Rolando era livido; sul suo collo, tozzo e robusto, una vena pulsava visibilmente, mentre le sue braccia erano preda a convulsioni irreprensibili. Doralice, notando l’austerità dei suoi modi e la gravità del suo sguardo, non riuscì a trattenere una risata liberatoria. 
               
« Caro padre, ma guardatevi! Impettito nel vostro ruolo di patriarca, corroso nella vostra mentalità chiusa e retrograda! Voi non siete altro che un veleno, vi dico ». Doralice era rinsavita. Sebbene l’aria stesse divenendo assai irrespirabile con l’accrescere dell’esalazione, ella era pronta a scommettere che i suoi polmoni non avessero mai funzionato meglio. Si sentiva alleviata, svincolata da un peso considerevole, quasi svuotata. « Voi siete tutto ciò di cui la natura debba provar vergogna; ogni vostro gesto è ipocrita, ogni parola frutto di simulazione ».
               
« Potrei sapere la motivazione di tutte queste urla? » 
               
Clotilde, non appena mise piede nella biblioteca, fu quasi vittima di un mancamento che costrinse il marito a trasportarla lontano nell’immediato. Adele, affaticata dal viaggio e carica di secchi pieni d’acqua, si fece strada dal patio con crescente premura. Dopo un minuto abbondante, anche l’ultima lingua infuocata fu domata in un crepitio fastidioso, e tutto ciò che rimase del romanzo e del tavolo su cui esso era stato spezzettato, si concretizzò in un accumulo di cenere nera come l’inchiostro
               
Adele, adirata ed avvampata per la fatica, si volse quindi verso la padroncina che si crogiolava in un sorriso a trentadue denti.
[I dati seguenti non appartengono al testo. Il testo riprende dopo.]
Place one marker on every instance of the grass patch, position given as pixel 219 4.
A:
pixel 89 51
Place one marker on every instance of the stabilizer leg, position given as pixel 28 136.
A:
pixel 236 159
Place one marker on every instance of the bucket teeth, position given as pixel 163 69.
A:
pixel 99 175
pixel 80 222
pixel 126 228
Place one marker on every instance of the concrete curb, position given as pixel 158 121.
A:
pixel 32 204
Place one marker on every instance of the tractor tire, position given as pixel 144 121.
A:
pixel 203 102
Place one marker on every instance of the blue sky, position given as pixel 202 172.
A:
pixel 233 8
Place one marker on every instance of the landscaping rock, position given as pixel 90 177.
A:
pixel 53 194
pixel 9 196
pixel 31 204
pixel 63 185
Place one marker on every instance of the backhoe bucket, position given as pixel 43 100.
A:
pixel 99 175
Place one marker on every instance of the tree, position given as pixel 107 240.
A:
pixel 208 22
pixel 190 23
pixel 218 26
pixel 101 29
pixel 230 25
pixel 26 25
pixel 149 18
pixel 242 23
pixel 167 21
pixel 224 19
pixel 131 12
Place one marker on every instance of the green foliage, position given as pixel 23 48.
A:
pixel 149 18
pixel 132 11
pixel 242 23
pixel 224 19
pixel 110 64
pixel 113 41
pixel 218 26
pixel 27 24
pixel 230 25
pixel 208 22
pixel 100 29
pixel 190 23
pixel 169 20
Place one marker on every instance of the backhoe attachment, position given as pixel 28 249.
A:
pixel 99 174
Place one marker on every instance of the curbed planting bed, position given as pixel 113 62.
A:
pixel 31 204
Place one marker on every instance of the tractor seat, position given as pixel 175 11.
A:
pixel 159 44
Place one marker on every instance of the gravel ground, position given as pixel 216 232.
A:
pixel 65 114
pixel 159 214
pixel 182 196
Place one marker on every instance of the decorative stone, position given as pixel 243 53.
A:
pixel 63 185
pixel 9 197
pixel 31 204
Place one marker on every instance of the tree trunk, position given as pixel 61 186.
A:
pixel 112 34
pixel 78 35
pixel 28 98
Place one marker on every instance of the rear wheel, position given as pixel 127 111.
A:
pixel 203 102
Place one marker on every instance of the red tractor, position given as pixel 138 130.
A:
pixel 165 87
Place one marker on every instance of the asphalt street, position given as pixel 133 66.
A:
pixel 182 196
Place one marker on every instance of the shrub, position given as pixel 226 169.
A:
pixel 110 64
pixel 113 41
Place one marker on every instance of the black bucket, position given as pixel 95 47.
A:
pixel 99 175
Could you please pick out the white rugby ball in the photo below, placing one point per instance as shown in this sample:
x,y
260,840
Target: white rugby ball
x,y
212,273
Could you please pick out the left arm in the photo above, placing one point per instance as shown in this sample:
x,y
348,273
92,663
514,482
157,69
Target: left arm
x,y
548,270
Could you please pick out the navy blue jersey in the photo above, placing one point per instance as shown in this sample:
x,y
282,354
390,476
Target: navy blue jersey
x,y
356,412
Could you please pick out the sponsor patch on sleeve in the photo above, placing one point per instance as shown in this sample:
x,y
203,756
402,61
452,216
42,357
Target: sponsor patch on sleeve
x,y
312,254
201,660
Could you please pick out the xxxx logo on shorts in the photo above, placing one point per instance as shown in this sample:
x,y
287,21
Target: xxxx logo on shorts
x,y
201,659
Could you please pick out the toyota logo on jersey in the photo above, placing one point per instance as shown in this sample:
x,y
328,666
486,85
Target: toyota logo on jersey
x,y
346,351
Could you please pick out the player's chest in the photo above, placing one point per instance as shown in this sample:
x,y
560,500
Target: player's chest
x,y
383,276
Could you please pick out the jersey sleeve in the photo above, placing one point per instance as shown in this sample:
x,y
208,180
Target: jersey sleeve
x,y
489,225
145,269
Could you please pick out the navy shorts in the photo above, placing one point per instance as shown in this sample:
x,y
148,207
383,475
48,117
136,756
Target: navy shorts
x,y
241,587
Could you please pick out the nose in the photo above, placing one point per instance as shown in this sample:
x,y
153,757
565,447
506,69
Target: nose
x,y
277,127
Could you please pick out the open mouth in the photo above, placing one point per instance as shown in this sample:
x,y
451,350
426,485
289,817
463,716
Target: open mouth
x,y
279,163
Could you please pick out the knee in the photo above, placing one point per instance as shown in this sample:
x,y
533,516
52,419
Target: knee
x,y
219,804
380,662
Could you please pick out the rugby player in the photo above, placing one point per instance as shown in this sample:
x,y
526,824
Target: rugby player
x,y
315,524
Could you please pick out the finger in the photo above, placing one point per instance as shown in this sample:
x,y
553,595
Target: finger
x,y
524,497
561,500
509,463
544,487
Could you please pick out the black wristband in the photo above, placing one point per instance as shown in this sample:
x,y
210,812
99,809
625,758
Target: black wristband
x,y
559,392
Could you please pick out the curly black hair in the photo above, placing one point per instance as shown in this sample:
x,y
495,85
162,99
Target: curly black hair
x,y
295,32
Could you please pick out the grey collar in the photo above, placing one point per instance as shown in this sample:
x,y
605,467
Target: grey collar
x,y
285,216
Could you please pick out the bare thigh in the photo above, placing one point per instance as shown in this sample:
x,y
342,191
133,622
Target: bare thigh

Le sue labbra tremavano ancora. « Siete di una mostruosità inaudita! Credo di non aver mai conosciuto qualcuno più deviato di voi! »
               
Doralice non si scompose minimamente; invero, colse in quell’accusa anche una vena di profonda ilarità. « La mia è una devianza di conforto, in un mondo in cui la rettitudine è ciò che di peggiore si possa seguire ».
               
Detto ciò, ella uscì dalla stanza saltellando.